“Who wants to eat?” Fred demanded fiercely. “We want to know what you’re going to do!”

“I’ve got to brush my teeth,” Peggy stated. I shot her a glance of admiration and affection. Women’s saying things like that at times like that is one of the reasons I enjoy their company. No man alive, under those circumstances, would have felt that he had to brush his teeth and said so.

Besides, it made it easier to get rid of them without being rude. Fred tried to insist that they had a right to know what the program was, and to help consider the prospects, but was finally compelled to accept Wolfe’s mandate that when a man hired an expert the only authority he kept was the right to fire. That, combined with Peggy’s longing for a toothbrush and Wolfe’s assurance that he would keep them informed, got them on their way without a ruckus.

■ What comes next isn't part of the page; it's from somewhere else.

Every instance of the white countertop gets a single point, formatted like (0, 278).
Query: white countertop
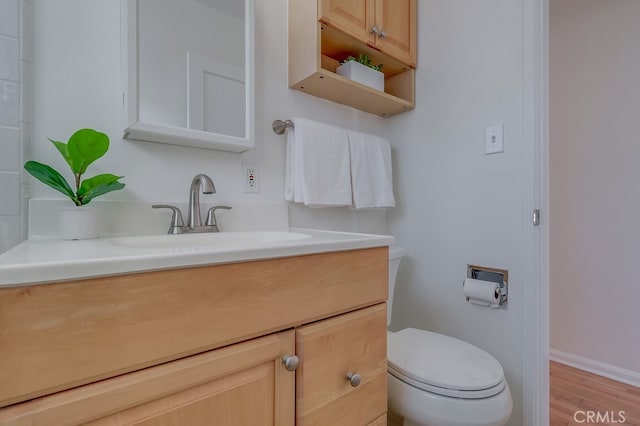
(51, 260)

When, after letting them out, I returned to the office, Wolfe was drumming on his desk blotter with a paperknife, scowling at it, though I had told him a hundred times that it ruined the blotter. I went and got the checkbook and replaced it in the safe, having put nothing on the stub but the date, so no harm was done.

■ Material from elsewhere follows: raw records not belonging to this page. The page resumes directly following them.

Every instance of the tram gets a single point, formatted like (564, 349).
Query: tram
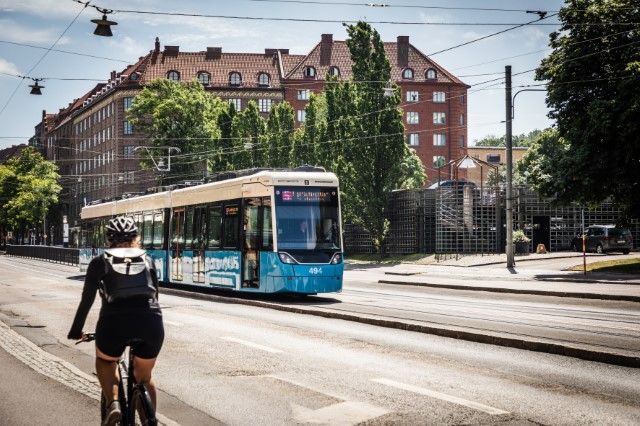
(266, 231)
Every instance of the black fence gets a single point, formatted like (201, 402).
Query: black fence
(69, 256)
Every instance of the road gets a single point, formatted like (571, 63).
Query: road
(240, 364)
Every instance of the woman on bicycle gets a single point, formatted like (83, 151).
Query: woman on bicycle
(124, 316)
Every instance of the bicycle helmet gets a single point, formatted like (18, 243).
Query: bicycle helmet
(121, 229)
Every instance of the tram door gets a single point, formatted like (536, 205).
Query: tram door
(177, 244)
(199, 243)
(251, 245)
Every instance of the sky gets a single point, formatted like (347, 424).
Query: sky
(43, 23)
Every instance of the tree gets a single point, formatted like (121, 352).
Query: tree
(280, 135)
(29, 186)
(249, 146)
(594, 96)
(179, 114)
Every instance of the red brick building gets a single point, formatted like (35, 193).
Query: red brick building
(93, 143)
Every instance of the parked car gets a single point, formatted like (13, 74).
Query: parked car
(604, 238)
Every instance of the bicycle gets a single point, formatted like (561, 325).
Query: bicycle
(135, 403)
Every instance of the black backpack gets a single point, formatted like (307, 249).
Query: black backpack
(127, 275)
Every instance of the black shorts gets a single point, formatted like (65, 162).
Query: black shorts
(115, 330)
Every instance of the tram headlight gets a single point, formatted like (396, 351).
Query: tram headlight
(286, 258)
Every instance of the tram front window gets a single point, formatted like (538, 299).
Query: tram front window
(307, 220)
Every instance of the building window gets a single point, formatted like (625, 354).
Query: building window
(439, 97)
(126, 102)
(128, 151)
(264, 105)
(235, 79)
(439, 139)
(127, 127)
(493, 158)
(204, 78)
(412, 117)
(237, 104)
(413, 96)
(439, 118)
(309, 72)
(264, 79)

“Twenty minutes till lunch,” I announced, swiveling my chair and sitting. “Will that be enough to hogtie the second detail?”

No reply.

I refused to be sensitive. “If you don’t mind,” I inquired pleasantly, “what is the second detail?”

Again no reply, but after a moment he dropped the paperknife, leaned back, and sighed clear down.

“That confounded gun,” he growled. “How did it get from the floor to the bust? Who moved it?”

I stared at him. “My God,” I complained, “you’re hard to satisfy. You’ve just had two clients arrested and worked like a dog, getting the gun from the bust to the floor. Now you want to get it from the floor to the bust again? What the hell!”